Divisive Hierarchical Clustering
Divisive hierarchical clustering (DHC) works in the opposite direction and take a top-down approach and divides the objects (individual or variables) into smaller subgroups or clusters.
DHC Procedure:
1) Start with a single cluster consisting of all N objects.
2) The single cluster is divided into two smaller clusters in such a way that 1st cluster is most dissimilar to the 2nd cluster according to some distance/similarity.
3) Each of these two smaller clusters are then further divided into dissimilar group.
4) The process repeats itself until each object is its own cluster.
DHC makes clustering decisions based on global information

Linkage Methods
The next question is: How do we measure similarity/dissimilarity between clusters of observations?
This is important in the process of merging or dividing clusters.

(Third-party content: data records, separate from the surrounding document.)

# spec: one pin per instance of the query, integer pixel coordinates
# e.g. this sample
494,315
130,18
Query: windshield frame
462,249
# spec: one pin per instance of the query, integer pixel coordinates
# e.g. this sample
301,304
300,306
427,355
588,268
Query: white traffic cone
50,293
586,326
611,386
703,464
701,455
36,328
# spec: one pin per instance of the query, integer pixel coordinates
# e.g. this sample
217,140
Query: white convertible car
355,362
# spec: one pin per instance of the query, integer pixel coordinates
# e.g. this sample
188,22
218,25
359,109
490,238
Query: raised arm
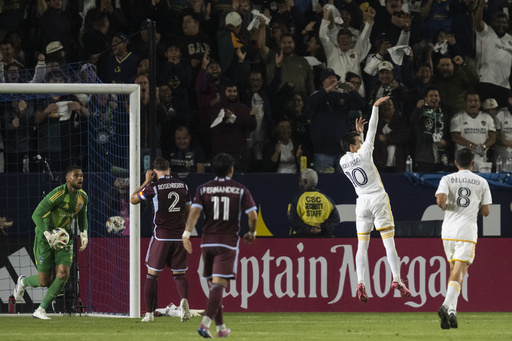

There are a variety of linkage methods that we can use to do just this.
The three most commonly used linkage methods are:
1)Single Linkage (nearest neighbourhood or minimum distance)
-Can handle non-elliptical clusters well if the gaps is significant
-Sensitive to noise and outliers

2)Complete Linkage (furthest neighbourhood or maximum distance)
-Less sensitive to noise and outliers
-Tends to break up larger clusters
-Biased toward globular clusters

3)Average Linkage (average distance)
-A compromise between Single and Complete Linkage
-Less sensitive to noise and outliers
-Biased toward globular clusters

4)Centroid Linkage

5)Ward’s Method.
-Similar to Average Linkage
-Based on sum of squares of distances instead.
Public Utility Data Revisited

Evaluation of Structures
There are two measures that can be used to evaluate clustering structures.
1) Agglomerative Coefficient (for AHC)
-Average of all 1-m(i), where m(i) is the dissimilarity of observation i to its first cluster that it merged with, divided by the dissimilarity of the merger in the final step of the algorithm.
-Measures the amount of clustering structure found, with values closer to one suggesting stronger clustering structure.
-Divisive coefficient (for DHC) works in a similar way.
2)Cophenetic Correlation Coefficient
-Correlation between the input dissimilarity matrix and the output dissimilarity matrix resulting from the dendrogram.
-Measures how well the dendrogram depicts the original data structure.
-Value of 0.75 or above is good.
Selection of Final Clusters
In most exploratory application, the number of clusters k unknown.
In many cases, an experienced researcher in the area is able make an informed choice in regards to the number of clusters.
However, in the age of automation, it is necessary to have a method that will allow us to make a choice.
The three methods for determining the optimal number of clusters k are:
-Elbow method
-Average silhouette method
-Gap statistics
Elbow Method
This method seeks to minimise the within-cluster sum of squares (WSS), i.e., within-cluster variability.
For each k (for k=1,2, …, N), the WSS is calculated and then plotted.
The location of a bend (knee) in the plot is generally considered as an indicator of the appropriate number of clusters.

Average Silhouette Method
This method measures the quality of the clustering by determining how well each object lies within its cluster.
A high silhouette width indicates good clustering.
Average silhouette method computes the average silhouette of observations for different values of k.
Optimal number of clusters is given by the maximum AS width.

Gap Statistic Method
The GS method compares the total within-cluster variation for different values of k with their expected values under null reference distribution.
The optimal value of k is one that maximises GS.
A more robust approach is to choose the smallest value of k such that the gap statistic is within one standard error of the gap at k+1.